Frequently Asked Questions

An amortization schedule is a detailed table showing each payment over the life of your loan. It breaks down how much of each payment goes toward principal (reducing your loan balance) and how much goes toward interest. Early in the loan, most of your payment goes to interest. As time goes on, more goes toward principal. This schedule helps you understand the true cost of your loan and see how extra payments can save you money.

Private Mortgage Insurance (PMI) is insurance that protects the lender if you default on your loan. It's typically required when your down payment is less than 20% of the home's purchase price. PMI usually costs between 0.3% to 1.5% of the original loan amount per year. Once you reach 20% equity in your home through payments or appreciation, you can usually request to have PMI removed, which will lower your monthly payment.

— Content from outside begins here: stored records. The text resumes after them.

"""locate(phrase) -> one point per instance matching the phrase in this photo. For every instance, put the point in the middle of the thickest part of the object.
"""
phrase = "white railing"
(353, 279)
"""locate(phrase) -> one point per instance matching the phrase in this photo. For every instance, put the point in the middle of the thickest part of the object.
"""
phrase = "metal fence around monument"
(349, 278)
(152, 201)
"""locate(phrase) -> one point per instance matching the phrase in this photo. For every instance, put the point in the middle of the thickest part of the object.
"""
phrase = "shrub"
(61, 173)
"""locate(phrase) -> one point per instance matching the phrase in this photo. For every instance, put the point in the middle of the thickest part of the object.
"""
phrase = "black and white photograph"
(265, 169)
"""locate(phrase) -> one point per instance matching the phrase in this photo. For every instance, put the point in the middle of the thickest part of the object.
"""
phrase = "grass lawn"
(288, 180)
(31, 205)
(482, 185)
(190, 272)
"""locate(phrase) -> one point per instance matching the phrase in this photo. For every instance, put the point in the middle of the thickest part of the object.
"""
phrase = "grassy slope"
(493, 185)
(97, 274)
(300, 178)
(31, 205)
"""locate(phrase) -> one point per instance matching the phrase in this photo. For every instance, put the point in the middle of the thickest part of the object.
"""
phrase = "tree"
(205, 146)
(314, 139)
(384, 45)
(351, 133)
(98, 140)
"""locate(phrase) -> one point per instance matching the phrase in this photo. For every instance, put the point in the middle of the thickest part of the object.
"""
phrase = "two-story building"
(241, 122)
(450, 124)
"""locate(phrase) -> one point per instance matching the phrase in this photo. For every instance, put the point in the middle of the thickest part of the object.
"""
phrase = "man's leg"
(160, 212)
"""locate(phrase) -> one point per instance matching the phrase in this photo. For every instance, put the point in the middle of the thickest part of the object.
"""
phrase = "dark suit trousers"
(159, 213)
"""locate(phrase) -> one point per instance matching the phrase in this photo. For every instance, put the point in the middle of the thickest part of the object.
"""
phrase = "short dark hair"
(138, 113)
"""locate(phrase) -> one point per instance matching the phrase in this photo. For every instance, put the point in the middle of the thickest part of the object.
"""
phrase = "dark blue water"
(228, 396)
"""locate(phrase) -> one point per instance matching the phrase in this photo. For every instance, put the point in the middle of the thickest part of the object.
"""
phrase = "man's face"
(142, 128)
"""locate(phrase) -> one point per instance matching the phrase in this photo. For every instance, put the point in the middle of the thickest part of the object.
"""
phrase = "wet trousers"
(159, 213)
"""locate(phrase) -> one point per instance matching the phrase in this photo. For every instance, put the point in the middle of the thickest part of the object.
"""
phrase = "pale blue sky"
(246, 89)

Making extra payments directly reduces your principal balance, which can save you thousands of dollars in interest and help you pay off your loan years earlier. For example, adding just $100 extra per month to a $300,000, 30-year mortgage at 6.5% interest could save you over $50,000 in interest and pay off your loan about 5 years early. The savings come from reducing the balance on which interest is calculated each month.

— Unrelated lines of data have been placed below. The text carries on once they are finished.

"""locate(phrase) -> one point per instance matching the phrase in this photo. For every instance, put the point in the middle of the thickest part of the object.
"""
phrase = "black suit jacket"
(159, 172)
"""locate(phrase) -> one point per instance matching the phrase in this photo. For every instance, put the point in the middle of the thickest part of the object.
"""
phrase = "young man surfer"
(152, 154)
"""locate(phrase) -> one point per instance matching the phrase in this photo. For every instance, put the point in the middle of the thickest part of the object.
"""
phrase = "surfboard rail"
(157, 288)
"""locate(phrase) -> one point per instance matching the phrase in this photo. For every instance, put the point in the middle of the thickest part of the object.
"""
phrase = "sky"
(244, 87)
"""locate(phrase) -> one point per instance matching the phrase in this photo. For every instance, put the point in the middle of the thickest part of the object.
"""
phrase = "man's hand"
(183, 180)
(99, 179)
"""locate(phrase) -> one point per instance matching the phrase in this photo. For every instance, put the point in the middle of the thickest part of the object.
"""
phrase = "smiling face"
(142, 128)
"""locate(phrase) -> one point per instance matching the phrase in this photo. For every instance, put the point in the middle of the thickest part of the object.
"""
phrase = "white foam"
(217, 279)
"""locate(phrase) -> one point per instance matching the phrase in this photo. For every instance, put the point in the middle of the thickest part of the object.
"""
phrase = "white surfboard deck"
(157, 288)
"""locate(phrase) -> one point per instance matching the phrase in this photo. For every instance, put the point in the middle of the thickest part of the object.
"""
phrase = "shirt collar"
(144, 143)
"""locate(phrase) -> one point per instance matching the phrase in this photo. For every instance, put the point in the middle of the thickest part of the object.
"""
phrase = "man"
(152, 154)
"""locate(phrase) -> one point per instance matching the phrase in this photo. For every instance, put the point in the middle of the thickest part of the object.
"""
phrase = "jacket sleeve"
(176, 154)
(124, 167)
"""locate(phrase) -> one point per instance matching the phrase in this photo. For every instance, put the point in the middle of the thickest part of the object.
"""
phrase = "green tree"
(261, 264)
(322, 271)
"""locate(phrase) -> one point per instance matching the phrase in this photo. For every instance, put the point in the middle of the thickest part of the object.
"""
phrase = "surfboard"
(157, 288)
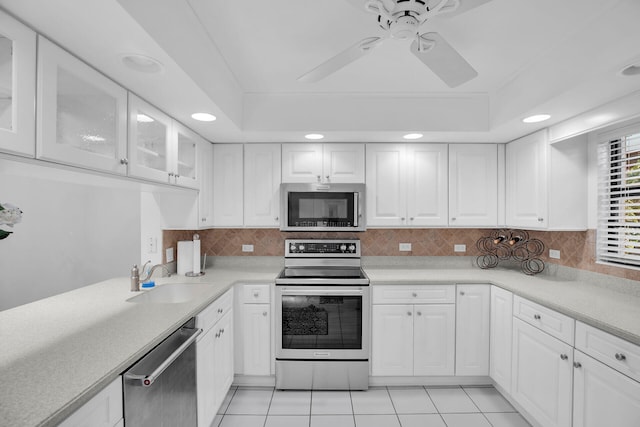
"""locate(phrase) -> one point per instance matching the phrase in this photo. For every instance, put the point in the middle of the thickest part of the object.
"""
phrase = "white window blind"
(618, 234)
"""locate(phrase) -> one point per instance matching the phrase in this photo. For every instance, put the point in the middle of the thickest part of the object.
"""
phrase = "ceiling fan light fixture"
(413, 136)
(203, 117)
(536, 118)
(631, 70)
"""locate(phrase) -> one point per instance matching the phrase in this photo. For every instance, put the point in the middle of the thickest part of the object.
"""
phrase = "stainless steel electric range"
(322, 317)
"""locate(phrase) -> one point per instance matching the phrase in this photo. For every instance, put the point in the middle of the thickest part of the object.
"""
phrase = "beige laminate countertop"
(57, 353)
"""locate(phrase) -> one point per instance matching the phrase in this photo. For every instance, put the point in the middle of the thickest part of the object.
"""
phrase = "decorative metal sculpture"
(504, 245)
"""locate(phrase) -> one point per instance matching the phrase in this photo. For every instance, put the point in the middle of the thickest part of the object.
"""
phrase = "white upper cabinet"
(17, 87)
(473, 185)
(160, 148)
(426, 174)
(546, 185)
(82, 115)
(386, 185)
(407, 185)
(227, 185)
(262, 185)
(323, 163)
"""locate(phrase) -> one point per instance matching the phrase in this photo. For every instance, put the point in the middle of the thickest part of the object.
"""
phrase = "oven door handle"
(322, 292)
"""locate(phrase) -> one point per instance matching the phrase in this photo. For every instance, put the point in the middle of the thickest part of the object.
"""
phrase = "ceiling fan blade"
(342, 59)
(464, 6)
(442, 59)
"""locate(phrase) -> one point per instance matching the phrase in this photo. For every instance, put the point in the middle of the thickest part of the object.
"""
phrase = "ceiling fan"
(402, 19)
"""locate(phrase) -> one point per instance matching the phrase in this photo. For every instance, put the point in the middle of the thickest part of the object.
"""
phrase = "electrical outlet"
(404, 247)
(152, 245)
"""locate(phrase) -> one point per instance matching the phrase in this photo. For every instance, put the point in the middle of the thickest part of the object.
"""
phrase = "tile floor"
(376, 407)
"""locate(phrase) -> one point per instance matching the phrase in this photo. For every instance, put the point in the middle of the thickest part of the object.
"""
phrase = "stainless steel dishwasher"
(160, 389)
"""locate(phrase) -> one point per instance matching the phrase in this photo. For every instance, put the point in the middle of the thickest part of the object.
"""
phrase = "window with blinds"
(618, 234)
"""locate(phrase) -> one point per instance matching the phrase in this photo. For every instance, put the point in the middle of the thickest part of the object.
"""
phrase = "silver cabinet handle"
(147, 380)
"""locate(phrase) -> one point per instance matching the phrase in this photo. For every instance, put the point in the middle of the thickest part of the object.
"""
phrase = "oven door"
(322, 322)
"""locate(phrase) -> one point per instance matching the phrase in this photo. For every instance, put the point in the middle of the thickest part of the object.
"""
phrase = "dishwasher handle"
(146, 380)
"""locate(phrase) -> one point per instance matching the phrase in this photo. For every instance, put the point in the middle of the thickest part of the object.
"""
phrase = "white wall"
(74, 231)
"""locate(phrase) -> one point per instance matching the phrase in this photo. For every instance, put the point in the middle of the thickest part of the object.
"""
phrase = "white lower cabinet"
(603, 396)
(253, 336)
(214, 357)
(413, 339)
(501, 336)
(472, 329)
(103, 410)
(542, 375)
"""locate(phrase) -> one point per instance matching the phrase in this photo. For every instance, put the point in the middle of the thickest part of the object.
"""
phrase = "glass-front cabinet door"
(82, 114)
(149, 141)
(17, 87)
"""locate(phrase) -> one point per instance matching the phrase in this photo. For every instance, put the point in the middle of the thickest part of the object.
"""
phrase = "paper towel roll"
(185, 256)
(196, 257)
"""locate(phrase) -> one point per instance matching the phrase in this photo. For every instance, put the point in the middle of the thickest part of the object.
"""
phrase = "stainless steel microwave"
(322, 207)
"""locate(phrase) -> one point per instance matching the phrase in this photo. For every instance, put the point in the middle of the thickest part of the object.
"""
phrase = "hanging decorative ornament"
(9, 215)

The interest rate is the percentage charged on the loan amount, determining your monthly principal and interest payment. APR (Annual Percentage Rate) includes the interest rate plus other costs like origination fees, points, and mortgage insurance, giving you the true cost of borrowing. APR is always higher than the interest rate and provides a more accurate comparison when shopping between lenders. This calculator uses the interest rate to calculate your monthly payment.

A 15-year mortgage has higher monthly payments but significantly lower total interest costs and builds equity faster. A 30-year mortgage has lower monthly payments, providing more flexibility in your budget, but you'll pay much more interest over the life of the loan. Choose a 15-year if you can comfortably afford the higher payments and want to save on interest. Choose a 30-year if you need lower payments or want to invest the difference elsewhere. You can also get a 30-year and make extra payments for flexibility.

Disclaimer

Important: This calculator provides an estimate for educational and planning purposes only. It does not constitute a loan offer or financial advice. Actual interest rates, terms, and fees will depend on your credit profile, lender, and location. Please consult with a qualified financial professional before making any financial decisions.